Eine Sport-Woche ohne eine Dopingaffäre ist wie ein Gewitter ohne Blitz. Also praktisch nicht mehr vorstellbar. Eben erst wurden die prominenten Supersprinter Tyson Gay (USA) und Asafa Powell (Jam) nur wenige Wochen vor der Leichtathletik-WM in Moskau (10. bis 18. August) ertappt; vergangene Woche diskutierte die deutsche Sportöffentlichkeit noch empört über die Beichte des ehemaligen Radsprinters Erik Zabel; und kaum war diese Entrüstung etwas verebbt, da hat Deutschland auch schon den nächsten Dopingfall am Hals. Kein trauriger Einzelfall, in der aktuellen Affäre geht es vielmehr um jahrelanges Täuschen und Tarnen mit System, geduldet, sogar erwünscht, unter dem Deckmantel der Forschung.

Deutsche Einheit

Das ist die erschütternde Erkenntnis einer Studie von Historikern der anerkannten Humboldt-Universität, die mehrere Jahre lang die Doping-Vergangenheit der Bundesrepublik untersuchten. Ergebnis: Nicht nur im sogenannten Zwangsdopingsystem der früheren DDR wurde ohne Rücksicht auf die Gesundheit der Sportler mit Medikamenten und anderen unerlaubten Substanzen herumexperimentiert, auch die Spitzenleistungen einiger westdeutscher Athleten dürften vor dem Mauerfall tatsächlich nur Spritzenleistungen gewesen sein.
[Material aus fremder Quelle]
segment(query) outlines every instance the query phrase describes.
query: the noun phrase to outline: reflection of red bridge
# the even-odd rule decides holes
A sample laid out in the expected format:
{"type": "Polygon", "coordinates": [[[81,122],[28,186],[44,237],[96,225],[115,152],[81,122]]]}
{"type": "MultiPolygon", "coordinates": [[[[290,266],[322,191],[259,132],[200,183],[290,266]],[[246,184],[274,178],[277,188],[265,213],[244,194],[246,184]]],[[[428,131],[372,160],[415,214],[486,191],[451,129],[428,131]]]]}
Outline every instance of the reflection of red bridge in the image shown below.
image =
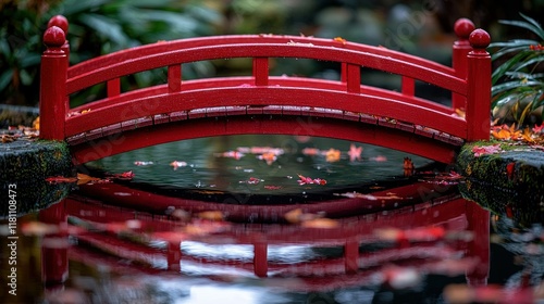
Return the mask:
{"type": "Polygon", "coordinates": [[[77,163],[236,134],[331,137],[448,163],[462,141],[489,138],[490,36],[468,20],[455,26],[454,67],[342,39],[274,35],[157,42],[69,67],[67,22],[55,16],[50,26],[44,35],[40,137],[66,140],[77,163]],[[182,81],[184,63],[233,58],[252,59],[252,75],[182,81]],[[342,79],[271,76],[269,62],[277,58],[337,62],[342,79]],[[166,84],[121,92],[122,77],[161,67],[168,68],[166,84]],[[399,75],[399,91],[361,85],[361,67],[399,75]],[[417,97],[416,80],[450,91],[453,106],[417,97]],[[71,94],[100,84],[107,84],[104,99],[69,109],[71,94]],[[459,107],[466,118],[454,115],[459,107]]]}
{"type": "MultiPolygon", "coordinates": [[[[401,189],[390,190],[401,191],[401,189]]],[[[417,191],[416,188],[413,190],[417,191]]],[[[126,188],[114,188],[111,193],[124,193],[124,197],[131,193],[128,191],[126,188]],[[125,192],[114,192],[119,190],[125,192]]],[[[135,198],[141,197],[143,193],[136,191],[132,194],[135,198]]],[[[463,257],[458,264],[466,263],[465,270],[471,283],[485,282],[487,277],[489,213],[477,204],[458,199],[455,195],[436,198],[432,202],[419,202],[391,211],[386,215],[379,212],[379,210],[374,210],[359,216],[344,216],[337,218],[338,227],[330,229],[305,228],[286,224],[230,223],[223,229],[202,236],[198,233],[181,233],[180,231],[186,224],[172,220],[168,215],[137,211],[138,205],[145,205],[144,200],[151,200],[147,202],[147,205],[149,205],[149,202],[161,202],[163,198],[159,197],[150,194],[146,199],[140,199],[141,204],[136,202],[136,210],[121,207],[123,203],[116,202],[113,197],[110,200],[71,197],[64,202],[42,211],[40,214],[41,220],[62,223],[69,216],[73,218],[72,223],[79,227],[100,228],[98,231],[90,229],[76,233],[74,237],[78,239],[79,245],[77,246],[67,250],[44,249],[44,265],[52,264],[48,261],[48,257],[59,261],[62,256],[65,258],[71,256],[82,262],[104,263],[114,266],[113,268],[125,267],[115,266],[115,263],[111,263],[111,258],[108,256],[113,256],[137,262],[136,265],[140,266],[135,266],[133,270],[139,269],[144,273],[154,273],[156,270],[150,269],[150,267],[146,268],[141,265],[157,265],[157,262],[161,262],[163,265],[168,265],[164,267],[170,270],[180,271],[183,270],[183,266],[181,266],[183,263],[194,263],[202,267],[214,266],[218,269],[226,267],[238,269],[238,271],[254,273],[258,277],[300,277],[298,281],[300,286],[290,288],[319,290],[324,287],[339,288],[341,286],[337,284],[346,287],[369,283],[372,275],[381,271],[380,269],[383,270],[384,267],[387,268],[387,265],[409,266],[423,273],[432,273],[440,267],[447,268],[447,261],[456,264],[456,262],[459,262],[459,253],[462,253],[463,257]],[[127,228],[123,226],[127,220],[137,220],[138,227],[127,228]],[[119,238],[116,235],[119,230],[110,230],[110,232],[102,230],[103,227],[121,226],[123,226],[122,229],[128,230],[133,238],[119,238]],[[408,231],[424,230],[429,227],[441,228],[442,231],[450,233],[450,236],[466,236],[469,233],[473,238],[447,240],[447,237],[438,233],[418,240],[410,239],[408,231]],[[361,245],[384,242],[384,239],[380,239],[376,235],[379,229],[405,231],[406,237],[396,238],[391,246],[376,252],[361,250],[361,245]],[[147,241],[135,242],[135,239],[164,240],[166,245],[164,248],[150,246],[147,241]],[[183,254],[181,245],[184,241],[196,241],[206,244],[225,244],[225,242],[233,245],[249,244],[252,245],[252,259],[228,259],[183,254]],[[440,242],[441,245],[436,245],[436,242],[440,242]],[[90,245],[108,254],[92,253],[85,250],[82,244],[90,245]],[[293,244],[309,245],[317,249],[343,248],[343,255],[310,258],[306,262],[292,264],[270,261],[269,249],[271,246],[293,244]]],[[[357,199],[350,200],[357,201],[357,199]]],[[[218,208],[222,207],[220,203],[213,204],[218,208]]],[[[195,206],[197,205],[195,203],[195,206]]],[[[325,203],[309,204],[309,206],[313,205],[316,205],[316,208],[319,208],[320,205],[326,206],[325,203]]],[[[175,206],[180,207],[180,205],[175,206]]],[[[231,205],[231,207],[234,208],[235,206],[231,205]]],[[[268,206],[256,207],[267,208],[268,206]]],[[[292,206],[292,208],[294,207],[297,206],[292,206]]],[[[161,208],[164,210],[163,206],[158,206],[157,211],[161,208]]],[[[201,221],[200,225],[205,228],[207,224],[201,221]]],[[[65,267],[47,268],[46,266],[44,274],[46,280],[61,280],[67,271],[66,262],[67,259],[57,264],[65,267]]],[[[458,271],[459,266],[454,270],[458,271]]]]}

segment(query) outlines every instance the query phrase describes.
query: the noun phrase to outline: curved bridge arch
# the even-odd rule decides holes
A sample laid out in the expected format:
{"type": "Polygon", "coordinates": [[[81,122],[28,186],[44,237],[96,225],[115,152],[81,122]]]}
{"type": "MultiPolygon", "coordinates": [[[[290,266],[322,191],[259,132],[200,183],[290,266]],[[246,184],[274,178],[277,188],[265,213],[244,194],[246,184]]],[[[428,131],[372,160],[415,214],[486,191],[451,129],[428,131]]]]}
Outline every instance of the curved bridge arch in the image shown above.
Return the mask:
{"type": "Polygon", "coordinates": [[[457,45],[463,47],[454,47],[456,68],[379,47],[273,35],[158,42],[67,67],[64,33],[53,26],[45,35],[41,137],[66,140],[76,163],[173,140],[234,134],[331,137],[449,163],[465,140],[489,138],[489,35],[474,30],[470,46],[468,34],[458,33],[462,39],[457,45]],[[233,58],[252,59],[252,75],[182,81],[184,63],[233,58]],[[337,62],[342,79],[272,77],[271,58],[337,62]],[[361,85],[362,66],[399,75],[401,90],[361,85]],[[121,92],[121,77],[159,67],[168,67],[166,84],[121,92]],[[416,80],[452,91],[454,106],[416,97],[416,80]],[[107,98],[67,109],[70,94],[102,83],[107,98]],[[466,118],[454,115],[456,106],[466,109],[466,118]],[[270,115],[274,119],[267,119],[270,115]],[[317,121],[320,131],[314,131],[317,121]],[[308,127],[298,131],[301,124],[308,127]]]}

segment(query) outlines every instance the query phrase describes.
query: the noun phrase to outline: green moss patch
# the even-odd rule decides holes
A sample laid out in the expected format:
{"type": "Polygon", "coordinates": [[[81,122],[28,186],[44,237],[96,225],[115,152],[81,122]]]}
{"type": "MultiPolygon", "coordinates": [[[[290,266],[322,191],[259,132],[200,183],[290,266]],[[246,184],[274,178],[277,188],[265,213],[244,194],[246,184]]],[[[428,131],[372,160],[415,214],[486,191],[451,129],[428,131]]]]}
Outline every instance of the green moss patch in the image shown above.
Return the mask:
{"type": "Polygon", "coordinates": [[[520,223],[544,223],[544,151],[502,142],[496,153],[474,155],[474,148],[497,143],[462,147],[456,161],[457,172],[466,177],[461,193],[520,223]]]}

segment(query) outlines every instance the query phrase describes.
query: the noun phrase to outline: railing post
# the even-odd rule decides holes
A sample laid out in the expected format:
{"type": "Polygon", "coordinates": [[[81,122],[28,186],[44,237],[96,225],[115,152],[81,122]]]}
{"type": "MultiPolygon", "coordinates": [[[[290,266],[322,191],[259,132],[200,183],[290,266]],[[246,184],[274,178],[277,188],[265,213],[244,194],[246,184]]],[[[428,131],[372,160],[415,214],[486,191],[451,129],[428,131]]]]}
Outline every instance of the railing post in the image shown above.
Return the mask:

Oder, wie es die anerkannte deutsche Anti-Doping-Aktivistin Ines Geipel ausdrückt: „Die Einheit hat es bereits Anfang der 70er-Jahre gegeben.“

Zu diesem Zeitpunkt, schreiben die Historiker rund um Giselher Spitzer in ihrer 800 Seiten langen Studie „Doping in Deutschland“, sei in der Bundesrepublik „flächendeckend anwendungsorientierte Dopingforschung“ betrieben worden. Im Auftrag von höchster politischer Stelle und bezahlt vom Bundesinnenministerium, ausgeführt von den bekannten Sportmedizin-Universitäten von Freiburg bis Köln. Dabei ging es weniger um Forschungen zu medizinischen Zwecken, vielmehr um ausführliche Tests mit Anabolika, Testosteron, Steroiden und dergleichen. Ziel: die internationale Chancengleichheit der deutschen Sportler zu gewährleisten.

Anabolika für Buben

Bei ihren Experimenten kannten die beteiligten Mediziner keine Skrupel und trieben es phasenweise sogar auf die Spritze: So wurden Leichen Wachstumshormone entnommen, auch Doping-Versuche mit Minderjährigen standen auf dem Programm. Die Wirkung von Anabolika soll sogar an Elfjährigen getestet worden sein. Selbst Hundeherzen wurden auf ihren leistungssteigernden Effekt hin untersucht.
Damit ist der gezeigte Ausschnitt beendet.